My Heart’s Thoughts
God is faithful.
Am I truly faithful to Him?
Deep down in my heart, as the year has progressed, I knew God was doing something in our life. Not just one thing – He was changing our whole life. I have had such a hard time putting into words what God has been doing in our life (if you haven’t noticed!) I apologize for random posts and thoughts – it’s because I am still trying to process all that God is doing – it’s a journey I tell ya!
Over the past few months, God has worked drastically in our lives – there are times when I think:
- How did I live the life I did before?
- Why did I desire to just be happy?
- Why did I continually desire the things of this world?
- Why has it taken me THIS long to realize what I know now?
We are not the same people.
We do not want to be the same people.
We want to be different.
We are ready.
I know, I know, I keep talking about living a simpler life – well, I know why. God has given us no other choice. Why? Because God has taken away things that we found “comfort” in – things we thought that would make us happy – jobs, kids, a house, etc. God has opened up pieces of our heart, that we always knew were there, but were unwilling to tap into.
There have been many avenues that God has used to remind us “Sterks, your life is NOT your own, so live for ME and ME alone.”
At my parent’s church, the pastor had preached an incredible sermon on worry and faithfulness. They got the DVD for us to watch and wow, it was powerful. The jist: do not worry about the “what if’s” – just remain faithful. He said we aren’t on this earth to necessarily be happy. Look at the life of Christ – it was a far cry from easy and “happy.” I have confused my walk with Christ with being happy. It felt like this year, there were so many times where we wondered when “happiness” would be restored. The tornado incident really shook us (no pun intended). That was just the beginning. God knew that had to occur, to draw us closer to Him. Not that we were far from Him (quite the contrary in my human mind – but God knows better than I do). It was all in preparation for the past few months.

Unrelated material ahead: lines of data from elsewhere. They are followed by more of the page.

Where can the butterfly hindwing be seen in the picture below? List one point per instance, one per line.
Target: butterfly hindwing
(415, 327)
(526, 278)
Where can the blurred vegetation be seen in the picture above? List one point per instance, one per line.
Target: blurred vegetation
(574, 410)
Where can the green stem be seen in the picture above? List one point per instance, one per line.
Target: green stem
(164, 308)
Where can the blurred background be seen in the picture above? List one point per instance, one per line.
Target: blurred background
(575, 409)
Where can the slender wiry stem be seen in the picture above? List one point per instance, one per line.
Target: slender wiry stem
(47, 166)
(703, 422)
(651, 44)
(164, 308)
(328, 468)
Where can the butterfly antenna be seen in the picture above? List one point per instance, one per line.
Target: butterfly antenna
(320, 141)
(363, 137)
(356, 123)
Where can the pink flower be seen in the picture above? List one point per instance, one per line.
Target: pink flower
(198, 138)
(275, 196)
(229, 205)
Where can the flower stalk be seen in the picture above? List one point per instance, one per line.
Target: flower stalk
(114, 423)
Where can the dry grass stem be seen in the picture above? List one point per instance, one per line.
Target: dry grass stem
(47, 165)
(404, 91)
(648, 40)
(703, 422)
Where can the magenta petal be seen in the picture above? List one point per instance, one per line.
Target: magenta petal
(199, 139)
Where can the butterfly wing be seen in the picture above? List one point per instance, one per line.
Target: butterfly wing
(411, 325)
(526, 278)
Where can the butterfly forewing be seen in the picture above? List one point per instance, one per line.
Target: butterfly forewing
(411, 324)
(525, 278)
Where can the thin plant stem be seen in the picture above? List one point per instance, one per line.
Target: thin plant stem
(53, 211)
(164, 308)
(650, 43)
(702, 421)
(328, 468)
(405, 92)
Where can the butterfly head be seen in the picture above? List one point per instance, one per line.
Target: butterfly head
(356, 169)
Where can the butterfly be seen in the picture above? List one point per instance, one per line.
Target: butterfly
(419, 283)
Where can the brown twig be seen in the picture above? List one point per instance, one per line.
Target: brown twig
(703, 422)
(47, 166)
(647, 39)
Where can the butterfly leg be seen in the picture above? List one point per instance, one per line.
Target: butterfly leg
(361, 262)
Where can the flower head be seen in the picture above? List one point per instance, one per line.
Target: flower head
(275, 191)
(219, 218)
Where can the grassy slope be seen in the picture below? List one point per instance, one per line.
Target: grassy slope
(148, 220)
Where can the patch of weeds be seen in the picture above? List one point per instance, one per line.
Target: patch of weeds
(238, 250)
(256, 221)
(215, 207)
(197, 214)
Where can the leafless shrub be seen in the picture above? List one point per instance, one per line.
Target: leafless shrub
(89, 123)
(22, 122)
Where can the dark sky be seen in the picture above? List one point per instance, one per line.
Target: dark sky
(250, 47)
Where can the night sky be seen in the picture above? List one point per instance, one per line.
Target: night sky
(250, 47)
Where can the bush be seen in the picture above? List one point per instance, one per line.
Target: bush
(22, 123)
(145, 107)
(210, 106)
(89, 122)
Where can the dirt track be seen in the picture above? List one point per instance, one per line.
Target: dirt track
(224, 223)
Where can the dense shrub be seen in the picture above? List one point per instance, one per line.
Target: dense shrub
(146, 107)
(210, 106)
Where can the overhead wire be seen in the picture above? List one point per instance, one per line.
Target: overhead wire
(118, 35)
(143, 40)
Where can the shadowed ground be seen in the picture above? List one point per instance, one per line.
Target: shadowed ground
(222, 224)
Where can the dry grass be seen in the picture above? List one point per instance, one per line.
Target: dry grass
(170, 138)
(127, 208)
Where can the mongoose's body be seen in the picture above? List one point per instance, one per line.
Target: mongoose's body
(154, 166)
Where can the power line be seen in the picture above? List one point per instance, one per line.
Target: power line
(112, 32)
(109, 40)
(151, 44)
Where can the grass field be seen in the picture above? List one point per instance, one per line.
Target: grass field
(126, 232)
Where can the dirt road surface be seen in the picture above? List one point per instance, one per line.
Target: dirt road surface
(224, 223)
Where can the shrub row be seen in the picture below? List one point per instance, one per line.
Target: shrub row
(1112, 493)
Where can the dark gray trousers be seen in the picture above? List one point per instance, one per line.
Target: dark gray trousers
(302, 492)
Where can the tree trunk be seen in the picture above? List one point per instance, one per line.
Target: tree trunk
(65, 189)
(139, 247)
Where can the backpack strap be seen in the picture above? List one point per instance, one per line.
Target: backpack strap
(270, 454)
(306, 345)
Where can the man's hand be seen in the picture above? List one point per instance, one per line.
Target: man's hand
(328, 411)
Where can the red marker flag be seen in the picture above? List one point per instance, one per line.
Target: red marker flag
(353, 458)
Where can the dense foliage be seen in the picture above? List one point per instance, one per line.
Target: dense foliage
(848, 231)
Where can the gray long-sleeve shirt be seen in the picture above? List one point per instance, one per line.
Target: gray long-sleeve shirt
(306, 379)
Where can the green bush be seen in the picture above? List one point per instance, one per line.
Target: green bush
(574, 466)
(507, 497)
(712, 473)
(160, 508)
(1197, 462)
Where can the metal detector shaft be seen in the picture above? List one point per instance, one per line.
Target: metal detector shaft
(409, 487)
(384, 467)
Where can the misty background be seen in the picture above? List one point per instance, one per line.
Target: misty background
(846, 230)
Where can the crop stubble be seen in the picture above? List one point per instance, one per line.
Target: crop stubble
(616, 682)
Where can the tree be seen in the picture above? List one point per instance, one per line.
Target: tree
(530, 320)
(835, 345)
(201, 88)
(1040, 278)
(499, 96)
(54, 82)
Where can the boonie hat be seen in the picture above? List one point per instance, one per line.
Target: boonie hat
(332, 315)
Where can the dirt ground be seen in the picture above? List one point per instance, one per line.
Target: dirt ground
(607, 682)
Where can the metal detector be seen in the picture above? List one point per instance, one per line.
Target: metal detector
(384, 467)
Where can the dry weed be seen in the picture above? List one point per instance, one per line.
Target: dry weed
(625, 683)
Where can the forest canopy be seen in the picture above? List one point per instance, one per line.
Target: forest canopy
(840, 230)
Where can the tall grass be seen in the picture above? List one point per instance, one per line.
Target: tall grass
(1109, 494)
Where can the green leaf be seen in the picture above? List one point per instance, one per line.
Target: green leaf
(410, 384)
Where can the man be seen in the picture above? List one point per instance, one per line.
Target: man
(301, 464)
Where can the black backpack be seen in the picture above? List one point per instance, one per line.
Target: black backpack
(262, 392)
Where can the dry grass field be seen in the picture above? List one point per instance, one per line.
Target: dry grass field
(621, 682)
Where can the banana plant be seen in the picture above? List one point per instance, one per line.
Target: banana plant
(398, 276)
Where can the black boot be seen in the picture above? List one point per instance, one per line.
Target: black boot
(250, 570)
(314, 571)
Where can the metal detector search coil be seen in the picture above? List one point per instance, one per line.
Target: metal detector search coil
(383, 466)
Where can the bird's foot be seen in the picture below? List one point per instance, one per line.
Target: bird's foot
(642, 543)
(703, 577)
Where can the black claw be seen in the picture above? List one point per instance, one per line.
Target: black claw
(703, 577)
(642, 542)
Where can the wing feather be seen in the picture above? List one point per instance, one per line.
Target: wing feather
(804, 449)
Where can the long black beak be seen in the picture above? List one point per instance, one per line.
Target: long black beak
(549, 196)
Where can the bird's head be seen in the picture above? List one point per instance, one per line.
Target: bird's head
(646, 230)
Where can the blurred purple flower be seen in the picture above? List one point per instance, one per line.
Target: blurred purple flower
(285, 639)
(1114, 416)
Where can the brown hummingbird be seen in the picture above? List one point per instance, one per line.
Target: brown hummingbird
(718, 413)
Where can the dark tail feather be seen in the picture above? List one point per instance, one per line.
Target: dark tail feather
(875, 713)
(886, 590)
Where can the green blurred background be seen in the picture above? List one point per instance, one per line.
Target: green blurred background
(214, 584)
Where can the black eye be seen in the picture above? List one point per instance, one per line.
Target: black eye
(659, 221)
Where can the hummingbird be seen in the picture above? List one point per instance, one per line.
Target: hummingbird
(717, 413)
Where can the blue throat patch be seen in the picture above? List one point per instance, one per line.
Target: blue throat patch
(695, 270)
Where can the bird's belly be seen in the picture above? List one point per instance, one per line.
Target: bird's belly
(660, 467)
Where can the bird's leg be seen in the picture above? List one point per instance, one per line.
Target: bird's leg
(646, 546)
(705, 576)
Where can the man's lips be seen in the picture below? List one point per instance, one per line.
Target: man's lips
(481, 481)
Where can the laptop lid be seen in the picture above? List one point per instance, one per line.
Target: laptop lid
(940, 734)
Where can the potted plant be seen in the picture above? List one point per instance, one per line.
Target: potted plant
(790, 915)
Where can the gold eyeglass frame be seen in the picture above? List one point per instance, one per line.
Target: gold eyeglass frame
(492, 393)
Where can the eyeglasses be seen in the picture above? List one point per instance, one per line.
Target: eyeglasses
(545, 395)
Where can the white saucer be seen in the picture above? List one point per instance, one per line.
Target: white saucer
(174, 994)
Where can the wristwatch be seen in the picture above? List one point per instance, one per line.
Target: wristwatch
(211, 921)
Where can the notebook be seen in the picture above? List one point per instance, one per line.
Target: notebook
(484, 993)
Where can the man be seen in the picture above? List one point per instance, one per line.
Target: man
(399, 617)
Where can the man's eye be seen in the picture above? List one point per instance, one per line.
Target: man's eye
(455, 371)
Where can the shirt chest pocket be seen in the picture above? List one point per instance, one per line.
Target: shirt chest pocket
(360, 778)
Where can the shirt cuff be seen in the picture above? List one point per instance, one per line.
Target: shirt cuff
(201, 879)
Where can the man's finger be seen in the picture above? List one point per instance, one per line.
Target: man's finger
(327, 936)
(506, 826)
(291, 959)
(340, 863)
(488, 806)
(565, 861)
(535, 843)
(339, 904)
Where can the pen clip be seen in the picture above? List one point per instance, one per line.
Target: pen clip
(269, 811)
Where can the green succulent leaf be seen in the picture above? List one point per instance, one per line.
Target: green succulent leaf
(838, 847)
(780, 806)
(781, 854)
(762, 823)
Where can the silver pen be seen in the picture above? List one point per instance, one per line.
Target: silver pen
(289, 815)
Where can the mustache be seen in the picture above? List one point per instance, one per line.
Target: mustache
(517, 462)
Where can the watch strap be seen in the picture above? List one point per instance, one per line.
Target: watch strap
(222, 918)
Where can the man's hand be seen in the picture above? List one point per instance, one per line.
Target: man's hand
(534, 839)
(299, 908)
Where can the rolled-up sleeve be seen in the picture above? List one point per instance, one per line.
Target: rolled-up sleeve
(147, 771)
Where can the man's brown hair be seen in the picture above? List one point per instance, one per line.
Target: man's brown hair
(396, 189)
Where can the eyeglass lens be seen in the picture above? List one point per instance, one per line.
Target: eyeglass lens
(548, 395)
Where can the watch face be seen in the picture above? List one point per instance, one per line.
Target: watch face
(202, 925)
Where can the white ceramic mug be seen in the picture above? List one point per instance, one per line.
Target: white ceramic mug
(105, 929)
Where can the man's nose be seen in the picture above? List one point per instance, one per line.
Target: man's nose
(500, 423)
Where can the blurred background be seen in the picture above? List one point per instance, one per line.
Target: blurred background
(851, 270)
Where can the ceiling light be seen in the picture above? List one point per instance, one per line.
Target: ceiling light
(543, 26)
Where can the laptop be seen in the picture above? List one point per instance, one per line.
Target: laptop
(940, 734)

Why do I continue DAILY to struggle to put all of my faith in God – even if it means eternal glory in the end? It just goes against every little inkling in my body – why? Total depravity. I still have so much of my old self to get rid of. By God’s overwhelming grace, He continues to grow us. Where did I get the idea that our life would be “easy” or filled with so much happiness? Culture, culture, culture. Health and wealth. Wrong. Wrong. Wrong.
The things we have found joy in, are truly everlasting. Living a more content and simpler life, does aid in that joy; realizing that I do not need the things of this earth, to make me happy. True joy is truly found in Christ – He is definitely teaching us that!
I was living a life of WANTING things. Really, my physical necessities of life are food, shelter, and clothing. I have every single one of them! I have them in excess! God has given us just a GLIMPSE of what it is like to lose a few things. In them, God isn’t telling us to be “happy” but to be faithful. Having our two little babies, I thought, would make me happy. Instead, there is pain. But truly, even children will not and would not have brought that fullness of joy that only God can fulfill. Oh we sure miss those little munchkins, but they are a gift! Maybe someday. Maybe kids are in our future – only God knows!
Oh do I want to be FAITHFUL! I still cry. I had a moment the other day where I just cried for probably 15 minutes and it felt SO GOOD. They were tears that were ready to fall. Tears for my Father. Tears from a girl who just wants so desperately to live for HIM, even though there is pain. Though I still ask God why, it is me running more eagerly towards Him.
God doesn’t promise an easy life – again, quite the contrary. To follow Christ means FOLLOWING CHRIST. His walk on this earth was not a yellow brick road, so why did I think that our’s would be? I know God works for the good – ALWAYS. But it may mean trials, temptations, and struggles.
I am excited to see where this journey takes us. We both are. Through all of this, I don’t think God cares what I “own” on this earth, but what I did with what I own. I don’t think God cares how much of something I have, but if I am willing to give it up or away. God cares about how I live for Him and am faithful – not how much I obtain in this life.
Remain faithful.
We are a work in progress (that is an understatement). In saying all of this I am not saying we have reached completion. We just know God is working in us and is changing our life.
And are just learning daily, what it means to be FAITHFUL.